I have seen so many various ideas for combatting COVID-19 (coronavirus) flying around the internet and it’s really gotten me thinking about how humans tend to behave in times of stress. One intervention that I keep seeing is the idea to make your own cloth masks to protect yourself from coronavirus. I can completely understand why some folks would think this is a good idea, but from a scientific point of view, there are a lot of issues. Here are my concerns:
1) A study published in BMJ in 2015, found that healthcare workers who wore cloth masks were significantly MORE likely to contract an influenza-like illness. The authors cautioned healthcare workers against wearing them, and particularly in high-risk situations.
2) Laypersons who are not trained in infection control and sterile techniques may not be correctly using the masks and this can definitely lead to increased disease transmission. For example, wearing a mask can make it MORE likely that you will touch your face, which is a good way to increase your risk of infection.
3) Wearing a mask can give people a false sense of security. In other words, people may engage in riskier activities like going to public places and not distancing themselves at least 6 feet from other people. All of these behaviors increase the likelihood of transmitting COVID-19.
4) These types of masks (and surgical masks) were NEVER designed to protect the wearer. The intention has always been to protect other people. If someone has a confirmed case of COVID-19, it is a good idea for them to either remain isolated, or wear a mask if they have to be in contact with other people. Since they already have the illness, its not worrisome that they could catch it. But for everyone else, it’s clear that wearing these masks could make it more likely that you become infected.
5) Many people are collecting fabrics, sewing masks at home and then giving them away or selling them. However, experts have found that COVID-19 CAN live for a period of time on different surfaces, including possibly on fabrics. So, what if we are actually exposing people MORE by creating and dispersing these fabric masks that could potentially be contaminated with coronavirus?
While the science behind the use of cloth masks may not be 100% clear at this time, what is clear is that the NUMBER ONE way to protect yourself and everyone else from spreading coronavirus is to STAY HOME.
Ironically (or maybe not!), the one intervention that is the most likely to save everyone is to DO NOTHING! But as humans, we are historically quite horrible at doing nothing. Let me give you two other examples.
We know without a doubt that for the majority of illnesses (especially viral ones), antibiotics will NOT HELP. Antibiotics are extremely effective for some very specific bacterial infections. However, for the majority of illnesses, they do not help and in fact do quite the opposite. Taking antibiotics unnecessarily can lead to a whole host of problems including disrupting our gut microbiomes, which has been linked to: weakened immune system, diabetes, obesity, inflammatory bowel disease, asthma, rheumatoid arthritis, depression, and autism.

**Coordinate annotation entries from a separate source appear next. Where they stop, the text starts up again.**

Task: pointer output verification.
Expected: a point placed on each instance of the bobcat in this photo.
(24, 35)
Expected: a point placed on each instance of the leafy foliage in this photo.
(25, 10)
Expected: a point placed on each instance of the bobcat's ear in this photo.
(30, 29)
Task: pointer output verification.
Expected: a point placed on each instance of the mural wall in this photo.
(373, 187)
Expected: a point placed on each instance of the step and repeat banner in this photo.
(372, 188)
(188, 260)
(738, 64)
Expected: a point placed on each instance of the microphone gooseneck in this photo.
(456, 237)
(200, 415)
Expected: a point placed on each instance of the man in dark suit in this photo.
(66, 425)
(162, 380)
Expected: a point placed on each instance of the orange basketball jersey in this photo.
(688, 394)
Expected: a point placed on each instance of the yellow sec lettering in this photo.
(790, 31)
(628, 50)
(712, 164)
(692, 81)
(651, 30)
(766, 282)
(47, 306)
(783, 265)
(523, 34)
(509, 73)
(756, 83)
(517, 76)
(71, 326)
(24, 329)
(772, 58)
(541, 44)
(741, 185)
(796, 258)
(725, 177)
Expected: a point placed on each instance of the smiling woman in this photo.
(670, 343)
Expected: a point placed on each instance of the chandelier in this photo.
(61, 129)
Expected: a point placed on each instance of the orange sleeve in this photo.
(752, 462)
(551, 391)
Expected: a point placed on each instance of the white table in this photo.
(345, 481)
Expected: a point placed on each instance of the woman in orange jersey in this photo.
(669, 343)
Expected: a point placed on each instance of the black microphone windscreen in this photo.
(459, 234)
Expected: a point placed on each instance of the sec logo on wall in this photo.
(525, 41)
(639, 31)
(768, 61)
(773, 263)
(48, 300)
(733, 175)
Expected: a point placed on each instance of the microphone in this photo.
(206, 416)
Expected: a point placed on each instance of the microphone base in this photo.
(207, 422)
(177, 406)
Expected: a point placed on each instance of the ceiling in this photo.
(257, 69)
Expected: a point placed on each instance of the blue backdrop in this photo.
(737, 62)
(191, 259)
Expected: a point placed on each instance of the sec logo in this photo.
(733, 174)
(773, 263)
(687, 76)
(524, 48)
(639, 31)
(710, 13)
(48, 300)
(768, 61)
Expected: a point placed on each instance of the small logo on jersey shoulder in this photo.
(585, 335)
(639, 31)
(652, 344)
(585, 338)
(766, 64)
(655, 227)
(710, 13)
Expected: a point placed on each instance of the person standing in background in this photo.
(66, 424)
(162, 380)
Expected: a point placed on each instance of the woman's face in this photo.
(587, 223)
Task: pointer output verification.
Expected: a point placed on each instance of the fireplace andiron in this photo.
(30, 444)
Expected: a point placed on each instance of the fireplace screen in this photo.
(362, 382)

In addition, the overprescribing of antibiotics has led to the development of antibiotic-resistant bugs like MRSA. However, patients commonly demand that their healthcare provider prescribe antibiotics for them, and healthcare providers many times acquiesce. This is another example of when “doing nothing” (resting, allowing the body to recover on its own) is many times much more effective and healthier than “doing something” (taking potentially harmful antibiotics).
Another example that I see frequently is that when folks are experiencing mental health symptoms like anxiety and depression, many times their first instinct is to request an antidepressant or anti-anxiety medication. However, yet again, we know that this is many times not the best intervention, and taking psychotropic medications causes a long list of side effects and has longterm repercussions to our health. However, some of the most effective interventions for depression and anxiety involve NOT doing things that we have been doing. Interventions like stopping alcohol and drug use, not eating sugar and other unhealthy foods, and reducing stress in our lives are frequently more effective than taking medications.
There are many more examples of how “doing nothing” can be much better than “doing something.” I understand that our natural instinct is to “do something,” especially during times of stress. However, I would like to suggest that we all consider stepping back, taking a deep breath, and thinking before we jump into “doing something.” Perhaps if we all did a little more nothing, that would actually be something!